Publication at First Faculty of Medicine |
2016

Abstract

Christianson syndrome is an X-linked neurodevelopmental and neurological disorder characterized in males by core symptoms that include non-verbal status, intellectual disability, epilepsy, truncal ataxia, postnatal microcephaly and hyperkinesis. CS is caused by mutations in the SLC9A6 gene, which encodes a multipass transmembrane sodium (potassium)-hydrogen exchanger 6 protein, functional in early recycling endosomes.

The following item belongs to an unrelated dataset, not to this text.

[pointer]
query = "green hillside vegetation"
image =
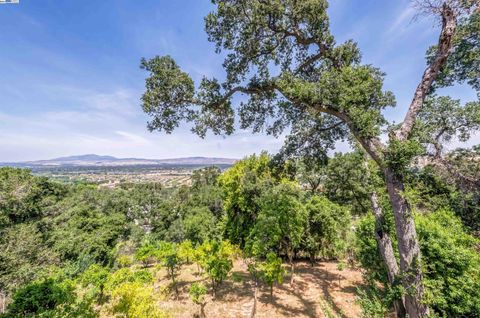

The extent and variability of the CS phenotype in female heterozygotes, who presumably express the wild-type and mutant SLC9A6 alleles mosaically as a result of X-chromosome inactivation, have not yet been systematically characterized. Slc9a6 knockout mice were generated by insertion of the bacterial lacZ/Beta-galactosidase reporter into exon 6 of the X-linked gene.

Mutant Slc9a6 KO male mice have been shown to develop late endosomal/lysosomal dysfunction associated with glycolipid accumulation in selected neuronal populations and patterned degeneration of Purkinje cells. In heterozygous female Slc9a6 KO mice, Beta-Gal serves as a transcriptional/XCI reporter and thus facilitates testing of effects of mosaic expression of the mutant allele on penetrance of the abnormal phenotype.

Using Beta-Gal, we demonstrated mosaic expression of the mutant Slc9a6 allele and mosaically distributed lysosomal glycolipid accumulation and PC pathology in the brains of heterozygous Slc9a6 KO female mice. At the behavioral level, we showed that heterozygous female mice suffer from visuospatial memory and motor coordination deficits similar to but less severe than those observed in X-chromosome hemizygous mutant males.

Our studies in heterozygous Slc9a6 KO female mice provide important clues for understanding the likely phenotypic range of Christianson syndrome among females heterozygous for SLC9A6 mutations and might improve diagnostic practice and genetic counseling by helping to characterize this presumably underappreciated patient/carrier group.